The Virginian-Pilot
                            THE VIRGINIAN-PILOT  
              Copyright (c) 1996, Landmark Communications, Inc.

DATE: Sunday, June 23, 1996                 TAG: 9606210479
SECTION: COMMENTARY              PAGE: J1   EDITION: FINAL 
SOURCE: FROM STAFF AND WIRE REPORTS 
                                            LENGTH:  124 lines

THE GROWING INCOME GAP THE ISSUE: THE GAP BETWEEN THE HAVES AND THE HAVE-NOTS IS STILL WIDENING, A GOVERNMENT REPORT SAYS. IS THIS IRRELEVANT TO THE ECONOMY'S OVERALL HEALTH, OR A SIGN OF THE SPLINTERING OF AMERICA?

Rapid income increases among the richest of the rich and with a shrinking share of the economic pie for the poor have left the nation its most economically polarized since World War II, according to a U.S. Census Bureau report released last week.

The detailed look at American income trends since 1947 shows that poor and middle class families were getting a growing share of the nation's wealth until the mid-1960s, when the trend reversed.

By 1982, all progress toward equality in incomes had been wiped out. And since then, the gaps between rich and poor have widened.

State and regional figures, although not as up to date as the Census Bureau report, show the same trend in Virginia and Hampton Roads.

This may be good news for Tiffany's, but not for the nation.

``If you have too great a disparity between the haves and the have-nots, when do the have-nots no longer feel they have an adequate stake in that society?'' said Sam Kaplan, an economist at the Weldon Cooper Center for Public Service in Charlottesville.

William J. McDonough, president of the Federal Reserve Bank of New York, has said the situation raises the question of ``whether we will be able to go forward together as a unified society with a confident outlook, or as a society of diverse economic groups suspicious of both the future and each other.''

Some conservative economists disagree. They argue that when you add benefits to the figures, workers are doing better.

Also, Kaplan said, ``Most economists would say some disparity is good because it provides an incentive to move up.

``If we all made the same amount, there would be less incentive to work and get ahead. So some disparity is good. The question is, when do you have too much?''

No one disputes the shift of resources to the wealthiest households, however.

According to the Census Bureau, the richest one-fifth of American households saw their share of the nation's economic pie increase from 40.9 percent in 1970 to 46.9 percent in 1994. For the richest of the rich - the top 5 percent of families - the increase was even more dramatic. They brought home 20.1 percent of the nation's total income in 1994, up from 15.6 percent in 1970.

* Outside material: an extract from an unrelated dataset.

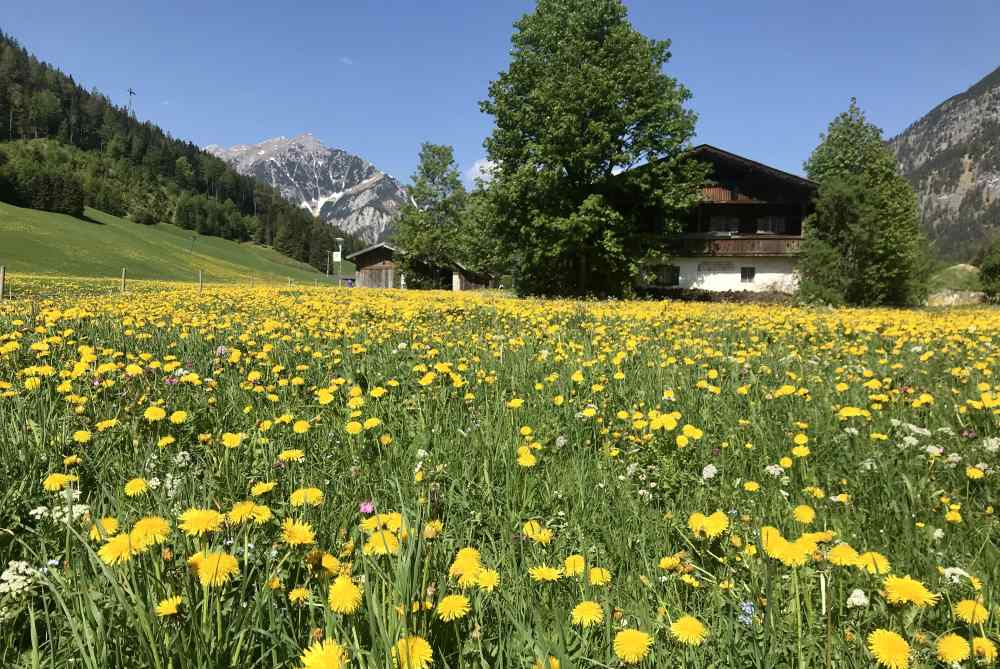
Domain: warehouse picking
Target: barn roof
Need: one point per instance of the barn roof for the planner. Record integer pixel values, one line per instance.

The share earned by the poorest one-fifth of families dropped from 5.4 percent in 1970 to 4.2 percent in 1994.

The census used five measurements to quantify the income trends, and the figures confirmed the growing disparity in each case.

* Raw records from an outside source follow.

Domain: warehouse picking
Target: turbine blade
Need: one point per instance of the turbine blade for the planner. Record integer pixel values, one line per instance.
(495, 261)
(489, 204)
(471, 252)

Since the early 1970s, earnings for the 60 percent of American households with the lowest incomes have remained stagnant or declined slightly. Meanwhile, the 40 percent of the nation's households that are the richest have enjoyed income growth.

The richest of the rich - the top 5 percent - had average incomes of $183,044 in 1994, up from $116,784 in 1967, after adjusting for inflation to 1994 levels, according to Census Bureau figures.

Economists link the widening gulf in American incomes to a combination of factors. Wages for low-skilled workers have been stagnant or on the decline because of rising use of technology and global competition, while wages for the most qualified workers have gone up.

``The economy has been a pretty good place for people who have special kinds of talents that employers prize,'' said Gary Burtless, an economist at the Brookings Institution. ``It's a world in which Michael Jordans are prospering mightily and people who sell tickets at the United Center are seeing their wages slip back from one year to the next.''

Another factor has been the weakening of labor unions, which usually push for higher wages.

The increasing number of women with careers also has widened the gap. Well-educated women are often married to well-educated men, creating today's super-earner couples.

Working against earnings at the other end has been the decline in the nuclear family centered around a married couple.

``Our disintegrating family structure gives us more families with just a mom with kids or a dad with kids and no helpmate,'' Burtless said. ``They face a formidable problem earning a good living.''

The political debate tends to revolve around taxes and tax credits as a way of redistributing income. Democrats generally favor increasing the capital gains tax, which affects the rich, and adding tax credits which would help poor families.

Republicans traditionally oppose increasing the capital gains tax, and some would like to do away with it. Their argument is that if the wealthy keep more of their money, it would be invested into the economy.

Robert Reich, President Clinton's labor secretary, has criticized the Republican economic agenda.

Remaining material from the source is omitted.